Here are some cautions for a person with cancer using Laetrile/amygdalin

  • Low doses of cyanide, the “active” breakdown product of amygdalin, causes headache, dizziness, nausea, vomiting, diarrhoea, fever, lethargy, abdominal tenderness and cramps, rash, neuro-muscular weakness of the arms and legs, gradual progressive loss of hearing and vision and other deteriorative nerve damage. Cyanide poisoning can lead to death.
  • Cyanide toxicity is a risk when Laetrile is taken orally. Beta-glucosidase made by bacteria in the intestine breaks down amygdalin to cyanide; with intravenous Laetrile - the usual method - most is excreted in the urine without releasing cyanide. Thus intravenous Laetrile can have no therapeutic effect. Laetrile is 40-times more toxic when taken orally rather than by injection.
  • Combining doses of Laetrile with foods containing beta-glucosidase, such as vegetables or apricot kernels, will generally poison the patient, and may lead to death. Megadoses of vitamin C in conjunction with Laetrile administration also increases the possibility of poisoning, as there is laboratory evidence vitamin C helps release cyanide from amygdalin.

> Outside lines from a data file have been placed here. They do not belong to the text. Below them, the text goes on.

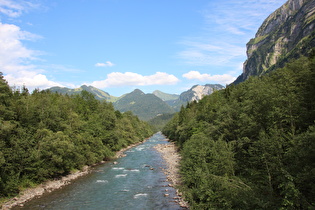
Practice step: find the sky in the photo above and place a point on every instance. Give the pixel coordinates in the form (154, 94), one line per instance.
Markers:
(120, 45)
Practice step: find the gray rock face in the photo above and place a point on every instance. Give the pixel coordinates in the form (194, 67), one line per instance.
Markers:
(287, 33)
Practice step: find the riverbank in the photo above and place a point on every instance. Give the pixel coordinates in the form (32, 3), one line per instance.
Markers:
(172, 158)
(49, 186)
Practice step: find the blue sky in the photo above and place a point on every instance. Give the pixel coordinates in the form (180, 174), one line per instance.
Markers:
(120, 45)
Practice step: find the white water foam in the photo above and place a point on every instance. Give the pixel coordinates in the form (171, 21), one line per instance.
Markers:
(101, 181)
(132, 170)
(116, 168)
(121, 175)
(140, 195)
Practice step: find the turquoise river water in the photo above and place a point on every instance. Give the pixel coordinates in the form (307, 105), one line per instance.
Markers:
(129, 184)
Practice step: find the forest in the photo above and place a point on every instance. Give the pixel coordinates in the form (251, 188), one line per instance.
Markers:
(45, 135)
(251, 145)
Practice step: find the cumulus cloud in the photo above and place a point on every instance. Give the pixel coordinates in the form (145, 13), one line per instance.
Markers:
(15, 8)
(31, 80)
(106, 64)
(118, 79)
(15, 59)
(201, 53)
(222, 79)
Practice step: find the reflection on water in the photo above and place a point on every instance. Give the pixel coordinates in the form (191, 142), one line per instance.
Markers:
(135, 182)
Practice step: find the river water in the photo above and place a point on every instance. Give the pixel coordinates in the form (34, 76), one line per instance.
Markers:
(135, 182)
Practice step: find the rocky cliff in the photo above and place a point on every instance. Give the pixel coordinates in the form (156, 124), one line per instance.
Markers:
(286, 34)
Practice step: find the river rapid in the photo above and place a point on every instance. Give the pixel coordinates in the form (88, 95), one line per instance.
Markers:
(135, 181)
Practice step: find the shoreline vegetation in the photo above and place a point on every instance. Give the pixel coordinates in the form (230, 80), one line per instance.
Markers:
(52, 185)
(169, 153)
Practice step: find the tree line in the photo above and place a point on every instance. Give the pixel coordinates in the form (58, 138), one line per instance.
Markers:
(251, 145)
(46, 135)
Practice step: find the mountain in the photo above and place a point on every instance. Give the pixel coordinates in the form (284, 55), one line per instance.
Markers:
(99, 94)
(165, 96)
(195, 93)
(286, 34)
(145, 106)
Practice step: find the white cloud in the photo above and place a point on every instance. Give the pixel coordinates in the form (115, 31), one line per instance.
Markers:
(201, 53)
(118, 79)
(222, 79)
(106, 64)
(228, 26)
(15, 8)
(31, 80)
(15, 58)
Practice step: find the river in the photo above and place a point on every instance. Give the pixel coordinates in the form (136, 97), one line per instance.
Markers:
(135, 181)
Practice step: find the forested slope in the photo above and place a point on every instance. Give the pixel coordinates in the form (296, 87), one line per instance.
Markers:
(251, 146)
(45, 135)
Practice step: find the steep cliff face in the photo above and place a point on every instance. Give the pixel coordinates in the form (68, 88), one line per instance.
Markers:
(287, 33)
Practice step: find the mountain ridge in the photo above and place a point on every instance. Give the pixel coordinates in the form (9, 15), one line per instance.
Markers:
(286, 34)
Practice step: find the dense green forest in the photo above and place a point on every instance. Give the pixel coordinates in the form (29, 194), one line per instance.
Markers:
(45, 135)
(252, 145)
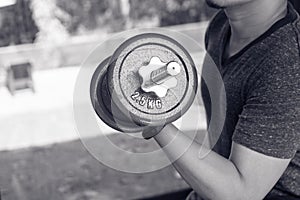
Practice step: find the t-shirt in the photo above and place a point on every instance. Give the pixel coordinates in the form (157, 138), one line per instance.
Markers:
(262, 84)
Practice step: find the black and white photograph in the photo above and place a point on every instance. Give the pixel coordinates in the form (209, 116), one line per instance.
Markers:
(149, 100)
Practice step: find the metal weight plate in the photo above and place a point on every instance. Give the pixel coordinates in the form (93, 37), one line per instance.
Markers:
(101, 101)
(125, 82)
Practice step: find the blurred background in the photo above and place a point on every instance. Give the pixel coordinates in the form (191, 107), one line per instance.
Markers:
(42, 44)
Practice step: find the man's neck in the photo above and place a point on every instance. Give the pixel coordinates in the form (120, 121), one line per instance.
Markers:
(255, 17)
(250, 20)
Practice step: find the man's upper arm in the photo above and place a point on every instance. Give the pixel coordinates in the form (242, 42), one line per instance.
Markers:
(258, 172)
(267, 135)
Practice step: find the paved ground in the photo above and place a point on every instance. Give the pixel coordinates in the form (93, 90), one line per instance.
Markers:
(46, 117)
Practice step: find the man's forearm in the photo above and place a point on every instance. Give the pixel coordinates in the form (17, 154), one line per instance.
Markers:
(213, 177)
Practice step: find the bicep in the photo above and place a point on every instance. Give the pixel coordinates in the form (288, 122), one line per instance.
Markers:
(258, 172)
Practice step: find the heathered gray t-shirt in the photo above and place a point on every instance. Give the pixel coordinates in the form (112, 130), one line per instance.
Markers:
(262, 84)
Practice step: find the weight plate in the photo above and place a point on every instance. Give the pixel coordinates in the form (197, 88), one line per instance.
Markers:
(125, 83)
(101, 101)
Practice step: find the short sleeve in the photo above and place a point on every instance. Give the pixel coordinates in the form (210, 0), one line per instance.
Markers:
(269, 122)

  • The theories underlying the mechanism of action of Laetrile are unfounded. The claim that beta-glucosidase, the enzyme responsible for breaking down amygdalin, is abundant in cancerous cells is misleading. Analysis shows that only traces of this enzyme are present in animal tissues. In addition, the enzyme responsible for protecting normal cells from cyanide toxicity, rhodanese, is present in equal amounts in both normal and cancerous tissues.
  • A vitamin is classified as an organic substance which is required to promote one or more specific and essential biochemical reactions within the living cell. Disease will occur if deficiency is present, and reversal of the disease is achievable through administration of the missing vitamin. Laetrile does not meet these criteria, and therefore is not a vitamin.
  • Laetrile has been proposed as a cancer remedy since 1845, but never has been found to be of value against cancer. Scientific studies commencing in the mid-1950’s were conducted for over 20 years, and no evidence for any benefit against tumours in animals was found. Despite this, a human trial was conducted in 1981. It did not show any anti-cancer effect of Laetrile.

Costs and Commitment

  • Laetrile is usually given as part of a larger treatment program which can cost between US$2,000 and $5,000 per week.
  • The Richardson Centre in Reno, Nevada, charges US$2,500 to $3,000 for the first four months. This does not include travel or room costs.

In Summary . . .

The available research does not support the claim that Laetrile is an effective anti-cancer agent. The risks of cyanide poisoning which accompany this therapy are clearly a cause for concern.